Unnamed: 0,Model,Accuracy,Precision,Recall,F1-Score
0,Logistic Regression,0.84,0.840137,0.84,0.839967
1,Decision Tree,0.703,0.703007,0.703,0.702969
2,Random Forest,0.817,0.817252,0.817,0.816988


In [8]:
import random

sample_idx = random.sample(range(len(X_test)), 5)
sample_reviews = X_test.iloc[sample_idx]
sample_labels = y_test.iloc[sample_idx]

output_lines = []  

print("=== Example Predictions ===\n")
output_lines.append("=== Example Predictions ===\n")

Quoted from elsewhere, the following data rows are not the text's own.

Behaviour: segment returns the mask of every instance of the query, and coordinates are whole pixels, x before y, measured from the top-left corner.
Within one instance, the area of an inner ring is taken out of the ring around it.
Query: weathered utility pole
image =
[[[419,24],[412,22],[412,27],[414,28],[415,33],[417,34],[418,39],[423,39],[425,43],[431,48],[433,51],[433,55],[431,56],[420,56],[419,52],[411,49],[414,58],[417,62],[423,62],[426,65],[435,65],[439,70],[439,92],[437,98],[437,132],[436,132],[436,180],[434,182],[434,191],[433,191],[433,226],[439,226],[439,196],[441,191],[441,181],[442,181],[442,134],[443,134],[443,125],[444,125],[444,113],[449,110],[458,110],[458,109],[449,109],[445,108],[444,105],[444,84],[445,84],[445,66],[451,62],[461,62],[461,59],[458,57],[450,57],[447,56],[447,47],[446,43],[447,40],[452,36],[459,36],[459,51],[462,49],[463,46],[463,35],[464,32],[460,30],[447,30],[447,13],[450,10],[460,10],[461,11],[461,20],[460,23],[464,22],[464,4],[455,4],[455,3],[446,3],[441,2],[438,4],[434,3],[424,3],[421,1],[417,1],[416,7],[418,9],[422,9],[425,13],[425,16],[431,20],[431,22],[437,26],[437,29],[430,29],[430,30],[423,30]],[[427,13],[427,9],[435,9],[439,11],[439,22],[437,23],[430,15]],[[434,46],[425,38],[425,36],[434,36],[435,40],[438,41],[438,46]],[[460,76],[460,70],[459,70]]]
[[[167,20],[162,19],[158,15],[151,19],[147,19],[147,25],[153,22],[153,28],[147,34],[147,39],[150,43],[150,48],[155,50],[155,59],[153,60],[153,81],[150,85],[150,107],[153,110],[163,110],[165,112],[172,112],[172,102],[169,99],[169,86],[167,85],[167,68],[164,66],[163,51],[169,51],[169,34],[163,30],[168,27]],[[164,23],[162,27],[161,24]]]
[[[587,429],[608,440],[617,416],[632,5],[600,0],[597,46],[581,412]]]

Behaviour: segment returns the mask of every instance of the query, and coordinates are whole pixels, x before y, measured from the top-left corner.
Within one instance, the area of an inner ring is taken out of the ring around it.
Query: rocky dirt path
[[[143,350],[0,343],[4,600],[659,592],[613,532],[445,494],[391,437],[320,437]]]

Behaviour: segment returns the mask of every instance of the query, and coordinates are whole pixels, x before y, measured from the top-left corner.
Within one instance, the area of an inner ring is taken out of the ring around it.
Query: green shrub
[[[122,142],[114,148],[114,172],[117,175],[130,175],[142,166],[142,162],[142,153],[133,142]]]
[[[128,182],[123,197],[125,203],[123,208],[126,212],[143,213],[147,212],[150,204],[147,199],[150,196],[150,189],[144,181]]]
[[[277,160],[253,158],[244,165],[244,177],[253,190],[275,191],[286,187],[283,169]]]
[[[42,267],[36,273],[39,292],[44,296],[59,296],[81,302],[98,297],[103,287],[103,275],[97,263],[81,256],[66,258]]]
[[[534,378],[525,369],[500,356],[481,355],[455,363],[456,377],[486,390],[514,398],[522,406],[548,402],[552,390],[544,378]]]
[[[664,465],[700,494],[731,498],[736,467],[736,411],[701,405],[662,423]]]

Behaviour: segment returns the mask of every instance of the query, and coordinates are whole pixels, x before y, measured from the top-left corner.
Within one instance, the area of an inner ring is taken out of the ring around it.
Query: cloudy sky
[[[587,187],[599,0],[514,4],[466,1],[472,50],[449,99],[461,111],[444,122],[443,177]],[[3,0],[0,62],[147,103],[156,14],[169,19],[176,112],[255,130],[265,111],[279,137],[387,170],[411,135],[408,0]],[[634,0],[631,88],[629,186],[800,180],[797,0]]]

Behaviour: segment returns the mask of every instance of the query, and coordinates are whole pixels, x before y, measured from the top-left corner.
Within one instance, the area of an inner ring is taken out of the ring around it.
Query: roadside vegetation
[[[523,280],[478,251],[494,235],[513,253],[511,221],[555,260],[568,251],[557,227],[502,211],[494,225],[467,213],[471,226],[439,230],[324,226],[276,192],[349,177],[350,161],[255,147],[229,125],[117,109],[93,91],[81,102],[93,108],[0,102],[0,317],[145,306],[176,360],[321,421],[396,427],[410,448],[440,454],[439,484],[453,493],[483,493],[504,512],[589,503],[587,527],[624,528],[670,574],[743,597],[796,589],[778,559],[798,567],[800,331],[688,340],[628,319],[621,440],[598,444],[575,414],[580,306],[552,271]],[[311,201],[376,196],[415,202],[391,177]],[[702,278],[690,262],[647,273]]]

for i, (review, true_label) in enumerate(zip(sample_reviews, sample_labels), 1):
    header = f"Review {i}:"
    print(header)
    output_lines.append(header)
    
    review_text = review if len(review) <= 300 else review[:300] + "..."
    print("Review Text:", review_text)
    output_lines.append(f"Review Text: {review_text}")
    
    print("True Sentiment:", true_label)
    output_lines.append(f"True Sentiment: {true_label}")
    
    for name, model in models.items():
        pred = model.predict(tfidf.transform([review]))[0]
        print(f"{name} Prediction: {pred}")
        output_lines.append(f"{name} Prediction: {pred}")
    
    print("-" * 80)
    output_lines.append("-" * 80)

with open("example_predictions.txt", "w", encoding="utf-8") as f:
    for line in output_lines:
        f.write(line + "\n")



=== Example Predictions ===

Review 1:
Review Text: giallo fan seek rare film well written full sort usual low life populate film dont want give anything away wont even say anything plot whole movie creates bizarre atmosphere dont know expect suspect recommended place ive seen get film english european trash cinema
True Sentiment: positive
Logistic Regression Prediction: negative
Decision Tree Prediction: positive
Random Forest Prediction: positive
--------------------------------------------------------------------------------
Review 2:
Review Text: underground comedy movie possibly worst train wreck ive ever seen luckily didnt pay movie friend reluctantly agreed watch siting awful needed prove awful love color comedy figured least would would entertained instead acting awful joke extremely cheesy plot found maybe wasnt supposed plot cant hold ...
True Sentiment: negative
Logistic Regression Prediction: negative
Decision Tree Prediction: negative
Random Forest Prediction: negative
---

##### Reporting Summary
1. Logistic Regression: High accuracy and interpretable, but may misclassify nuanced reviews.
2. Decision Tree: Interpretable with clear rules, but tends to overfit and underperform on text data.
3. Random Forest: Best overall balance of accuracy and robustness, less interpretable than Logistic Regression.